Intervention de Sébastien Huyghe

Séance en hémicycle du 6 février 2015 à 9h30
Croissance activité et égalité des chances économiques — Article 22

Photo issue du site de l'Assemblée nationale ou de WikipediaSébastien Huyghe :

Il faut analyser cet article en lien avec les précédents qui ont été votés et qui posent certains problèmes, notamment par rapport aux sociétés interprofessionnelles.

Ainsi, les officiers ministériels font régulièrement l’objet d’inspections inopinées : les notaires, par exemple, sont inspectés par d’autres notaires et par des experts-comptables diligentés par les chambres professionnelles. Que se passera-t-il dans le cadre des sociétés pluridisciplinaires ? Les inspecteurs auront-ils toujours accès à toute la comptabilité, à tous les actes, comme aujourd’hui dans les sociétés professionnelles, y compris lorsqu’il y aura un avocat ? Je rappelle que cette profession est protégée par le secret professionnel et régie par une déontologie spécifique, et je crains qu’il n’y ait télescopage, pour elle comme pour d’autres, avec ce type d’inspection, d’autant plus que ceux qui la mènent doivent faire rapport au procureur de la République et, le cas échéant, à TRACFIN.

Autre question : dans le cadre de ces sociétés pluridisciplinaires, que devient le droit de présentation ? La société étant propriétaire du droit de présentation – s’il en existe un –, cela signifie que s’il y a au capital des experts-comptables, des avocats, voire des avocats étrangers, ils seront, eux aussi, titulaire dudit droit.

Pour en venir plus précisément à l’article 22, je note qu’avec les nouvelles règles de détention du capital et de gestion des sociétés d’exercice libéral, le professionnel en exercice sera réduit, par le jeu des prises de participation, à l’état de simple salarié : il ne pourra plus choisir son associé, ce qui réduit à néant l’affectio societatis. Il arrivera même qu’il ne soit plus maître de la politique ou de la gestion de sa propre structure, et devienne alors totalement dépendant d’un autre professionnel du droit – que l’on peut, de surcroît, imaginer anglo-saxon et dont la déontologie et la pratique peuvent, de ce fait, aller à l’encontre des siennes. Est-ce cela que vous souhaitez aussi bien aux professionnels fragilisés qu’aux futurs installés ? Ils seront à la merci de personnes venues d’autres professions ou éventuellement de pays anglo-saxons ? Il est vrai que vous prévoyez un lot de consolation : le professionnel en exercice devra faire partie de l’organe de contrôle si une autre profession que la sienne détient la majorité du capital. Mais il va devenir ainsi un simple observateur, complice des décisions prises par un autre professionnel et auxquelles il n’aura aucune possibilité de s’opposer en raison du fait majoritaire en termes de capital.

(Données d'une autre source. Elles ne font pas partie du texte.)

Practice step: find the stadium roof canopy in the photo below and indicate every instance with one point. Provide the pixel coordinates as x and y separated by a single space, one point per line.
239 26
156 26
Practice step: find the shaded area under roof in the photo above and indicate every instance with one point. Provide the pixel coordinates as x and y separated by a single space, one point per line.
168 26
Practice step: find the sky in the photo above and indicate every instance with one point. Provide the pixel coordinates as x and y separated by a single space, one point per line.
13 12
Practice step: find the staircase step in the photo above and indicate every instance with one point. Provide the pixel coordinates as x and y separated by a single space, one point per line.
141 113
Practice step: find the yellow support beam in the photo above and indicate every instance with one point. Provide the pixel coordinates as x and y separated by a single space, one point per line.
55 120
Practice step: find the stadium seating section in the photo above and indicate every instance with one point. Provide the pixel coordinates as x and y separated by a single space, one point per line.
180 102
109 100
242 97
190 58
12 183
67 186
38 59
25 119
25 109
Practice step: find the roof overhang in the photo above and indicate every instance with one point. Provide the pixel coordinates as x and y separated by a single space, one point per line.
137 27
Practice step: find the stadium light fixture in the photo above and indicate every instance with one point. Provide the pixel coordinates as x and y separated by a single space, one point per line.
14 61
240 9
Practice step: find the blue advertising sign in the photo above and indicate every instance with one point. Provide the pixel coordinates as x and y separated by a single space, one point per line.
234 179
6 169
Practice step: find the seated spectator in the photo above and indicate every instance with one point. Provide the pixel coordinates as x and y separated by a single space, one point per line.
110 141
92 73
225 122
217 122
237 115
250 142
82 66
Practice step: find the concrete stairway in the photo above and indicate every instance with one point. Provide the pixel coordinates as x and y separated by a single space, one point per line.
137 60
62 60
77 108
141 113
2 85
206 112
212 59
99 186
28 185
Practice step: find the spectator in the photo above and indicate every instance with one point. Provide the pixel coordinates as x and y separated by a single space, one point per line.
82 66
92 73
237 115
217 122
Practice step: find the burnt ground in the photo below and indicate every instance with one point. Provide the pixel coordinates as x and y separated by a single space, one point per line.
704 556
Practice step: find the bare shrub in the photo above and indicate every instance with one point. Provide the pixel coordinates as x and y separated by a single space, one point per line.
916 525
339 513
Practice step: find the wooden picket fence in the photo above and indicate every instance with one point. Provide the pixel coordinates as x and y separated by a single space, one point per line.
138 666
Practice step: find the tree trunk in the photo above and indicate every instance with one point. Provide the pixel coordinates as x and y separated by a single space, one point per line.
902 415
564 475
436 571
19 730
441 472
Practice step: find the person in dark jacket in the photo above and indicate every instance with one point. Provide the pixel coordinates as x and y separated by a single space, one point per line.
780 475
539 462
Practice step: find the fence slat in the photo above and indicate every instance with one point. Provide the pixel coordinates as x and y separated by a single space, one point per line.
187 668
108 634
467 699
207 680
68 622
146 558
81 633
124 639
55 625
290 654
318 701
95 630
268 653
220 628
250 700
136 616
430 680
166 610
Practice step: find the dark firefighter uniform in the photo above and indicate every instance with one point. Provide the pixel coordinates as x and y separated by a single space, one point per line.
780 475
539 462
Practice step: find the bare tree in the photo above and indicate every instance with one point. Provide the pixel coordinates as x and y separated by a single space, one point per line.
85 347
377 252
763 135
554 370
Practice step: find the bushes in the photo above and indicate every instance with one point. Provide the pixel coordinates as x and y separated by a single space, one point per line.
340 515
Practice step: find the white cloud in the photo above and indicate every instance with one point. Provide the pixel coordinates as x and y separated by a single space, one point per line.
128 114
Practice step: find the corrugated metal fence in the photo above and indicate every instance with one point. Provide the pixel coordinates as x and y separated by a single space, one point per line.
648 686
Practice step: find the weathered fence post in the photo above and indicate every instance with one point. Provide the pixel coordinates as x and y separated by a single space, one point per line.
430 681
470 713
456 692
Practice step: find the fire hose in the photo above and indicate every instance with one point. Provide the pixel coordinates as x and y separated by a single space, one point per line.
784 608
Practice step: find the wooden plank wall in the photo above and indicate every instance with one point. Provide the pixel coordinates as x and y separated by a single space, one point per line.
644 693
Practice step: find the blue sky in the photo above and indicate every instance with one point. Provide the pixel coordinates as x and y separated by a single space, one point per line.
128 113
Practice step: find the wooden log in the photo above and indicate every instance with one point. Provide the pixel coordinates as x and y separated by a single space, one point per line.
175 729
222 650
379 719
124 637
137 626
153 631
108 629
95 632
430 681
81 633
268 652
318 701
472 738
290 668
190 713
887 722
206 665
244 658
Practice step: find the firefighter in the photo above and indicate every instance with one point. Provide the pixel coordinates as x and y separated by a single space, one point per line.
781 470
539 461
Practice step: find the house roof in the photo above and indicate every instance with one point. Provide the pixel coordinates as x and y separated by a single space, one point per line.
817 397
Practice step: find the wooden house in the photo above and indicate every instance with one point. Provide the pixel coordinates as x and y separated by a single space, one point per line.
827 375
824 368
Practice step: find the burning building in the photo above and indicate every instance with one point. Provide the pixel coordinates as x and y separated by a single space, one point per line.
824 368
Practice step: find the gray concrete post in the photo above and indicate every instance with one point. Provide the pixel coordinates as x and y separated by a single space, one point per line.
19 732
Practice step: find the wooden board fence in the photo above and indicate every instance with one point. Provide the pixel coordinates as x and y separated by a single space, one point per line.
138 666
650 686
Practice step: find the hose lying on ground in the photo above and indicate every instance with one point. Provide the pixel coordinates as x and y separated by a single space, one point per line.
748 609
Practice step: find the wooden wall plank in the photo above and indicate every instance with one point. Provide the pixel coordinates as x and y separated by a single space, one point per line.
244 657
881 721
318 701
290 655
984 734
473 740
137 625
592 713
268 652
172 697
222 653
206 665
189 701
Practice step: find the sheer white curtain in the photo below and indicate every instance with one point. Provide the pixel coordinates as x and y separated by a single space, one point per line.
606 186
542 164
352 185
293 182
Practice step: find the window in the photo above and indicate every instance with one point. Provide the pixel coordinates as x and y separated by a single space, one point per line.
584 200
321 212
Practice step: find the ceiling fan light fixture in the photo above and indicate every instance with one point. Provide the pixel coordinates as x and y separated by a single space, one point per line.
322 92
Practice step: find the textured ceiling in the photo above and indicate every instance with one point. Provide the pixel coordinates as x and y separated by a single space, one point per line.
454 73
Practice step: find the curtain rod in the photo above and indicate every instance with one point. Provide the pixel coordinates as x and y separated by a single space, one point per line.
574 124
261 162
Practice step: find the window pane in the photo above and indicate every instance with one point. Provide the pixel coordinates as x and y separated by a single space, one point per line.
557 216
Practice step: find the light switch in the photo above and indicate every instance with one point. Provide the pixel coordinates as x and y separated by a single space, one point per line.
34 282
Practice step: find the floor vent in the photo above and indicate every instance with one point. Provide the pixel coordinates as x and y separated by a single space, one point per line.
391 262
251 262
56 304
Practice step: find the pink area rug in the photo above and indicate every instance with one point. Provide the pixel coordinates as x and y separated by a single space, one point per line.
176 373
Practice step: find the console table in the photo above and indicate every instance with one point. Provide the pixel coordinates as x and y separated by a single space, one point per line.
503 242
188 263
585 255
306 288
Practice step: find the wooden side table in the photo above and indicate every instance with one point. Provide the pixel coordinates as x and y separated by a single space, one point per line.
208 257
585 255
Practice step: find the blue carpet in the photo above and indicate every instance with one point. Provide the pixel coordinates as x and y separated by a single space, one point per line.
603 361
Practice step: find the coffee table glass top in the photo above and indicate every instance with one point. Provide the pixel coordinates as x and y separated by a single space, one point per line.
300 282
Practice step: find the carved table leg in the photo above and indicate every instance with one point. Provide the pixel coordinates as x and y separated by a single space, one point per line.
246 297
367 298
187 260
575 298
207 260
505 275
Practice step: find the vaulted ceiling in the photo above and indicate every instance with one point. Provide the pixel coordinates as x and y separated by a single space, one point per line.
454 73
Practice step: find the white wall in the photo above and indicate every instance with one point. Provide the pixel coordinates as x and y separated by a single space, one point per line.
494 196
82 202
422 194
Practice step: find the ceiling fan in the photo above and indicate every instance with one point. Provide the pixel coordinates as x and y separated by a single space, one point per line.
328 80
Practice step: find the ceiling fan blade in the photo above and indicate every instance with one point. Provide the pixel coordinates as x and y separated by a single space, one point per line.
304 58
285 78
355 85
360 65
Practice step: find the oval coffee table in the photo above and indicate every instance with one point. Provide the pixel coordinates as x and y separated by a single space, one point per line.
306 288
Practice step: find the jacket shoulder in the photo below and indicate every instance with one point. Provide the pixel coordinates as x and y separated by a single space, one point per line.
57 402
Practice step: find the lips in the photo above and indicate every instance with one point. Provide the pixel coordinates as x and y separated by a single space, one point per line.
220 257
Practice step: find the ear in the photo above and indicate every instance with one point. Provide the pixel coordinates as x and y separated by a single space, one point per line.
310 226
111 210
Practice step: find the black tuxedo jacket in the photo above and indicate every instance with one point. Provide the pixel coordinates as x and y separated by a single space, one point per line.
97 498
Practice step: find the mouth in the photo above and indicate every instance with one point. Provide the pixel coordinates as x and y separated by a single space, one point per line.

Je ne peux pas croire, monsieur le ministre, que l’on puisse tolérer que le sceau de l’État français soit piloté par un professionnel étranger. Je regrette encore une fois, comme tous mes collègues du groupe UMP, que la ministre de la justice ne soit pas présente : elle ne peut sûrement pas tolérer que les sceaux dont elle a la garde puissent passer sous la coupe de professionnels étrangers.

Vous motivez par ailleurs votre réforme en invoquant la possibilité de créer de nouvelles structures sous la forme d’établissements secondaires, mais c’est méconnaître la pratique actuelle : vous devriez savoir qu’il est déjà possible pour les notaires d’ouvrir des bureaux annexes avec l’accord du procureur général. Il en existe déjà plus de 1 330.